If the holding of the Delaware Superior Court is based on its interpretation of the New York Court of Appeals decision in Home Insurance Co., this court respectfully disagrees. In fact, the New York Court of Appeals rendered its determination in Home Insurance Co. after an intermediate appellate decision was rendered, and while the appeal to the Supreme Court of Illinois was pending. The fact that an appeal is pending in the Batchelor Action is not grounds for failing to decide the summary judgment motion.

CONCLUSION

Accordingly, plaintiff's motion for summary judgment must be granted. There is no coverage under the professional indemnity policies issued to BDO by plaintiffs for the punitive damages portion of the jury verdict in the Batchelor Action.
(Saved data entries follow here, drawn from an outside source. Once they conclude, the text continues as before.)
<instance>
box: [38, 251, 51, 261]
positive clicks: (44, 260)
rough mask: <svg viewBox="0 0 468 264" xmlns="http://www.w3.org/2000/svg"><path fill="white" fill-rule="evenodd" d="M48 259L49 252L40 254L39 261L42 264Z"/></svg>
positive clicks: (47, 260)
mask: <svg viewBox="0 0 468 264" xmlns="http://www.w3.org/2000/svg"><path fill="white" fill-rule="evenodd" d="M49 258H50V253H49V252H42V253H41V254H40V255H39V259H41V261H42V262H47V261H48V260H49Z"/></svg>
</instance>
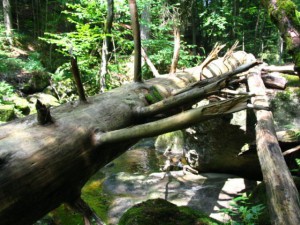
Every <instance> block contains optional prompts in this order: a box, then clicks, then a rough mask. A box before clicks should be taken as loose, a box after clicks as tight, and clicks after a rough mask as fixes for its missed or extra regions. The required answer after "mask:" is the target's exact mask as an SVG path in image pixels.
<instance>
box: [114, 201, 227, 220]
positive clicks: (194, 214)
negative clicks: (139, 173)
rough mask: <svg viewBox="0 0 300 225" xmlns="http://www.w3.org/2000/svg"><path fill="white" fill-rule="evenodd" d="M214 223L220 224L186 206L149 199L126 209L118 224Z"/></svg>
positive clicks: (200, 213) (211, 219)
mask: <svg viewBox="0 0 300 225" xmlns="http://www.w3.org/2000/svg"><path fill="white" fill-rule="evenodd" d="M144 224H147V225H200V224H201V225H215V224H222V223H220V222H218V221H217V220H214V219H212V218H209V217H208V216H206V215H203V214H202V213H198V212H196V211H194V210H192V209H190V208H188V207H177V206H176V205H174V204H172V203H170V202H168V201H166V200H164V199H159V198H158V199H150V200H147V201H145V202H142V203H140V204H137V205H135V206H133V207H131V208H130V209H129V210H127V211H126V212H125V213H124V214H123V216H122V217H121V219H120V221H119V225H144Z"/></svg>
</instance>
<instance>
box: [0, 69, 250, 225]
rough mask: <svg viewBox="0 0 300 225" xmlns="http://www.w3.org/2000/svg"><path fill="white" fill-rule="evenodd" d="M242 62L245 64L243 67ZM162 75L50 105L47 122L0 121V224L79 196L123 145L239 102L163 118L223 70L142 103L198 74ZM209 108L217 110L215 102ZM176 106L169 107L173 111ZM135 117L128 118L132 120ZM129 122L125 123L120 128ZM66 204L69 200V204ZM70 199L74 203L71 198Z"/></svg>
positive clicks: (221, 114)
mask: <svg viewBox="0 0 300 225" xmlns="http://www.w3.org/2000/svg"><path fill="white" fill-rule="evenodd" d="M249 66H253V64H251V65H247V66H246V67H245V68H246V69H247V68H249ZM189 71H190V73H187V72H186V73H185V74H182V73H181V74H180V75H179V76H178V77H176V76H172V77H169V76H162V77H161V78H156V79H152V80H149V81H147V82H146V83H133V84H128V85H125V86H123V87H121V88H118V89H115V90H113V91H111V92H107V93H103V94H101V95H98V96H95V97H93V98H89V99H88V104H85V103H81V104H78V105H73V104H65V105H63V106H60V107H58V108H55V109H53V110H52V112H51V114H52V115H51V118H52V121H53V123H51V124H48V125H43V126H42V125H39V124H38V123H37V121H36V119H35V116H28V117H26V118H24V119H21V120H17V121H13V122H11V123H8V124H5V125H3V126H1V127H0V130H1V132H0V169H1V173H0V221H1V225H11V224H14V225H18V224H22V225H26V224H32V223H33V222H34V221H36V220H37V219H39V218H40V217H42V216H43V215H45V214H46V213H47V212H49V211H51V210H53V209H54V208H56V207H58V206H59V205H60V204H61V203H63V202H66V203H70V204H72V203H74V202H77V199H80V190H81V188H82V186H83V185H84V184H85V183H86V181H87V180H88V179H89V178H90V177H91V175H93V174H94V173H95V172H96V171H97V170H99V169H100V168H101V167H103V166H104V165H106V164H107V163H109V162H110V161H112V160H113V159H114V158H116V157H118V156H119V155H120V154H122V153H123V152H125V151H126V150H127V149H128V148H129V147H130V146H131V145H133V144H134V143H136V142H137V141H138V140H139V139H140V138H143V137H149V136H155V135H159V134H162V133H165V132H169V131H173V130H178V129H183V128H186V127H188V126H190V125H191V124H194V123H197V122H200V121H203V120H207V119H210V118H215V117H218V116H221V115H224V114H227V113H232V112H235V111H239V110H242V109H245V108H246V102H247V98H248V97H238V98H233V99H229V100H226V101H222V102H218V103H213V104H211V105H208V106H204V107H203V108H196V109H190V110H188V111H186V112H182V113H179V114H178V115H174V116H171V117H167V118H165V119H160V120H158V121H155V122H150V123H145V124H142V123H143V122H145V121H146V120H152V121H153V120H157V118H156V117H155V116H156V115H158V114H159V115H162V114H164V113H168V114H169V115H170V114H174V111H172V109H174V108H181V109H180V111H181V110H182V109H183V108H182V107H180V106H184V108H186V107H187V106H188V105H192V104H193V103H194V102H195V101H197V100H199V99H201V98H203V97H204V96H207V95H208V93H215V92H216V91H217V90H219V89H220V88H223V87H225V86H226V84H227V79H228V78H229V77H231V76H232V74H230V73H229V74H225V75H223V76H220V77H218V78H216V79H214V80H212V81H211V82H206V84H205V85H203V84H202V85H201V82H200V87H201V88H199V86H195V88H194V89H192V90H188V91H186V92H184V93H181V94H178V95H176V96H173V97H172V96H171V97H169V98H166V99H164V100H163V101H160V102H157V103H155V104H152V105H149V106H148V103H147V101H146V98H145V95H147V94H148V95H149V94H150V90H151V87H153V86H158V85H159V86H160V88H165V90H166V91H167V92H169V95H170V93H171V92H172V90H178V89H179V88H184V87H186V85H188V84H189V83H190V82H195V81H197V80H198V79H199V71H197V68H196V69H195V70H189ZM216 109H217V110H216ZM176 112H177V111H175V113H176ZM137 123H138V124H140V125H136V126H133V127H132V125H135V124H137ZM127 127H129V128H127ZM72 205H74V204H72ZM75 205H77V204H75Z"/></svg>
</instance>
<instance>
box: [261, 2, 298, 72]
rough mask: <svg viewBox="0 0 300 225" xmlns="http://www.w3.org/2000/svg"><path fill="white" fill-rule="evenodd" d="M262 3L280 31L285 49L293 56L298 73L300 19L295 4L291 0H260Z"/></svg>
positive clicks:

Accordingly, it is hereby

ORDERED that the motion of plaintiffs for summary judgment on the first cause of action for a declaration that as a matter of New York public policy and pursuant to the "Exclusions" clause [*6]of the relevant insurance policies, there is no coverage for the punitive damages portion of the jury verdict in the Batchelor Action is GRANTED; and it is further

ADJUDGED and DECLARED that plaintiffs herein are not obligated to provide coverage for the punitive damages portion of said jury verdict; and it is further

ADJUDGED that plaintiffs do recover from the defendant, BDO Seiman LLP, costs and disbursements upon the submission of an appropriate bill of costs as taxed by the Clerk, and plaintiffs have execution therefor.

This constitutes the decision and order of this court.

DATED: July 27, 2012E N T E R,

______________________________

O. PETER SHERWOOD

J.S.C. Footnotes

Footnote 1:Appeals from both the Georgia judgment and the Texas judgment had reached a final determination prior to the court's decision.